On le sait, la critique aime brûler aujourd'hui ce qu'elle adorait hier, dans un curieux systématisme qui peut parfois laisser perplexe. Il n'empêche. Ce disque n'est pas un chef d'oeuvre. Il flirte même parfois dangereusement avec l'anecdotique et souffre souvent de la comparaison avec les enregistrements précédents. Ainsi, on passera vite sur le premier segment, 4 pistes fastidieuses, principalement axées « piano », émaillées de quelques sections de cordes tristement académiques. Un résultat sans relief, complètement inoffensif, où tout tombe à plat et sonne bien trop « flat ».Il faut attendre le deuxième mouvement pour que Richter retrouve enfin le goût de l'expérimentation.

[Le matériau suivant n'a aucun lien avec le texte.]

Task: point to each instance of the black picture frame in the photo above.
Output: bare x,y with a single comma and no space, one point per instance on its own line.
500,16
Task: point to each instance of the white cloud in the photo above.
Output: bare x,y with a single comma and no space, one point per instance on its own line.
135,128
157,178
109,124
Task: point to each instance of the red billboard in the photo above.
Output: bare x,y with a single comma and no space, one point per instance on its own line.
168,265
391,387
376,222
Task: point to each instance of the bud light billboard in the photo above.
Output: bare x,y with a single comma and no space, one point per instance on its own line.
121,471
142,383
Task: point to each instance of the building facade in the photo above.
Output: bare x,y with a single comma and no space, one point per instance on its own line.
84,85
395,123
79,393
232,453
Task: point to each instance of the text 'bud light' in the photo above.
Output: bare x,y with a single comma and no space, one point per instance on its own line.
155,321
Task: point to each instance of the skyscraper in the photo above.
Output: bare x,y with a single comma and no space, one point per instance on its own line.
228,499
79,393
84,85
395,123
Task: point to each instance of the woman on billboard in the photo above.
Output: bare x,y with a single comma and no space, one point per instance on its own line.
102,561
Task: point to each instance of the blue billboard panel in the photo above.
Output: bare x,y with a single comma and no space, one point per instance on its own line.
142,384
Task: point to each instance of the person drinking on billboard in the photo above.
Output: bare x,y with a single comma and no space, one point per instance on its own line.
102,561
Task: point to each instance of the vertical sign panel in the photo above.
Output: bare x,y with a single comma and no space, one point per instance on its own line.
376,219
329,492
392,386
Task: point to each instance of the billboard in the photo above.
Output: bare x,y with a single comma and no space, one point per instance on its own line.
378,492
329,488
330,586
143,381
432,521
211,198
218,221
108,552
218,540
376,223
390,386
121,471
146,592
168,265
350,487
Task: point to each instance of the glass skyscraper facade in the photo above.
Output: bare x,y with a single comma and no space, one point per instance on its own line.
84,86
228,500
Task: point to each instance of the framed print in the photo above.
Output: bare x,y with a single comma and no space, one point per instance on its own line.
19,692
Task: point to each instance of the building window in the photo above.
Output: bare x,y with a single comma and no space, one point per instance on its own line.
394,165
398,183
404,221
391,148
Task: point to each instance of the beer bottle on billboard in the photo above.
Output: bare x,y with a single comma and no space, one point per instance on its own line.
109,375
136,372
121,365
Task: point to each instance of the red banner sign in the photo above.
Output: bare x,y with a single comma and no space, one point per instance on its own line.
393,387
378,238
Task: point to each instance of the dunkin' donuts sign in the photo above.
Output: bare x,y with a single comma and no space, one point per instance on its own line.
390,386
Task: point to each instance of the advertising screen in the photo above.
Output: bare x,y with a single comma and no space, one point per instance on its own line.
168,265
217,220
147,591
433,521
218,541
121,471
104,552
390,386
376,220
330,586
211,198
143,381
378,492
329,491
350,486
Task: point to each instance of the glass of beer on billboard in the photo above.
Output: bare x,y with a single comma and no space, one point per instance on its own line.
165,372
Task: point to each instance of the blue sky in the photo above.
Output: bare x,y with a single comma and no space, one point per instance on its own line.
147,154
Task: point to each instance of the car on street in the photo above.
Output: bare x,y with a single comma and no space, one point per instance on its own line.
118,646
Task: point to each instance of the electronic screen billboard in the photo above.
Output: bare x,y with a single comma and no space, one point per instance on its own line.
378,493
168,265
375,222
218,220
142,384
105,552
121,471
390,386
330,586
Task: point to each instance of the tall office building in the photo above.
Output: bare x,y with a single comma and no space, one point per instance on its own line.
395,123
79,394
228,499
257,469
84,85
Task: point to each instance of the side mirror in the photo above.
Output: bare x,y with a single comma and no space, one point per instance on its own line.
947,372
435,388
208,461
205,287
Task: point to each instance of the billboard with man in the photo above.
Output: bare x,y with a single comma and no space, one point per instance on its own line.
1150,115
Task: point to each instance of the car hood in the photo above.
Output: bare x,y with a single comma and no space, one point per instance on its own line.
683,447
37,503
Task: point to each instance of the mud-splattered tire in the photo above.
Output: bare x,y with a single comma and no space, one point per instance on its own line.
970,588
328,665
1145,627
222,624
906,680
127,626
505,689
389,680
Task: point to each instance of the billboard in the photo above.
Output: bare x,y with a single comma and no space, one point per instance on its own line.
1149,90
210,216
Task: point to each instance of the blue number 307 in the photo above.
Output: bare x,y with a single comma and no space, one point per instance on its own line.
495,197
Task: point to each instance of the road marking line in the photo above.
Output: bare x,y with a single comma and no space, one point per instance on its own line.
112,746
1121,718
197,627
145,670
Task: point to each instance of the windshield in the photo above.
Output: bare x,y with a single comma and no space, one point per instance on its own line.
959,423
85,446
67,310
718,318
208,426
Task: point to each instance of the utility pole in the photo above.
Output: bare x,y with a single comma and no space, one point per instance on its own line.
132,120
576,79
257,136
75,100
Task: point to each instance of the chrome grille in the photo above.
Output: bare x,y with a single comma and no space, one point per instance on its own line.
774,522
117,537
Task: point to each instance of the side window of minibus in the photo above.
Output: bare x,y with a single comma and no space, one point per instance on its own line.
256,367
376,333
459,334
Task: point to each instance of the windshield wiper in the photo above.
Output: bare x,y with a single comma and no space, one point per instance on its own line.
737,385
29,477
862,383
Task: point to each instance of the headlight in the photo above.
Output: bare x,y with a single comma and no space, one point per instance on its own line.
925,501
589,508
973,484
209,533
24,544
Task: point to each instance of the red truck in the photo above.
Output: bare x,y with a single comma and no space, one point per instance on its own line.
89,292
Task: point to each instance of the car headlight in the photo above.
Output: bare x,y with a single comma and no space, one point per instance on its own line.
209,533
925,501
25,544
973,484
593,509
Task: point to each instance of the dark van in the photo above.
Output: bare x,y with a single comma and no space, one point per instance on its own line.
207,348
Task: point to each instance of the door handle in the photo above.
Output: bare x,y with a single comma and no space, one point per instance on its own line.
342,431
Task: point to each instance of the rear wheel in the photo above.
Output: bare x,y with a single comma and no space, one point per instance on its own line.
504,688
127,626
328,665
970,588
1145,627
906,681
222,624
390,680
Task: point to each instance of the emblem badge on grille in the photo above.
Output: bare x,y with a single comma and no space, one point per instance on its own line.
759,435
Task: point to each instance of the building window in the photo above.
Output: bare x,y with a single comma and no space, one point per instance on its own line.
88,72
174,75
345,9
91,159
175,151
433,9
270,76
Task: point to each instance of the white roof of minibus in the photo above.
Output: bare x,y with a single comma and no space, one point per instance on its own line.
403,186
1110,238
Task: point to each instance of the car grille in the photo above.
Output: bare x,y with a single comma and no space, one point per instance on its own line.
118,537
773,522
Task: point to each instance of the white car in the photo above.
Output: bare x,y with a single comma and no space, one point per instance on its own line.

C'est la meilleure partie du disque. Cela tombe bien, c'est aussi la plus longue.

 

D'emblée, la bien nommée Modular Astronomy sort de la naphtaline pour imposer une nouvelle direction. Dès lors, on ne sait plus très bien si ce qui est joué est organique ou synthétique. On flirte parfois avec l'ambient, mais une tension, une certaine nervosité sous-tend chaque pièce, même les plus calmes, repoussant l'ennui et la répétition. Une colère sourde s'invite ensuite sur The Tyrany of Symetrie, avant que la mélodie au sens classique du terme ne fasse son grand retour sur The Explorers, à la beauté simple et évidente. Encore plus loin, Genesis of Poetry évoque un improbable croisement entre Vangelis et Autechre. Cette partie revigorante et salutaire se clôture sur cette Love Song, dépouillée, comme jouée en suspend, et cela aurait peut-être pu (dû?) être la fin du disque.

 

Reste pourtant un dernier segment, composé d'une seule piste de 23 minutes, aux sonorités empruntant beaucoup à certains motifs du Pruit Igoe and Prophecies de Philip Glass. On sent bien ici que Richter aimerait renouer avec ses morceaux les plus majestueux, ceux capables de sublimer des films qui pourtant n'en avaient pas besoin (le Shutter Island de Martin Scorsese et le Premier Contact de Denis Villeneuve en tête). Pourtant là aussi, le résultat n'est qu'à demi convaincant. Ce dernier mouvement est au fond à l'image du disque tout entier : trop long, s'écoutant parfois un peu trop jouer, manquant d'élan et parfois d'inspiration, mais capable aussi de fulgurances et de prises de risques notables. En somme... un honnête effort.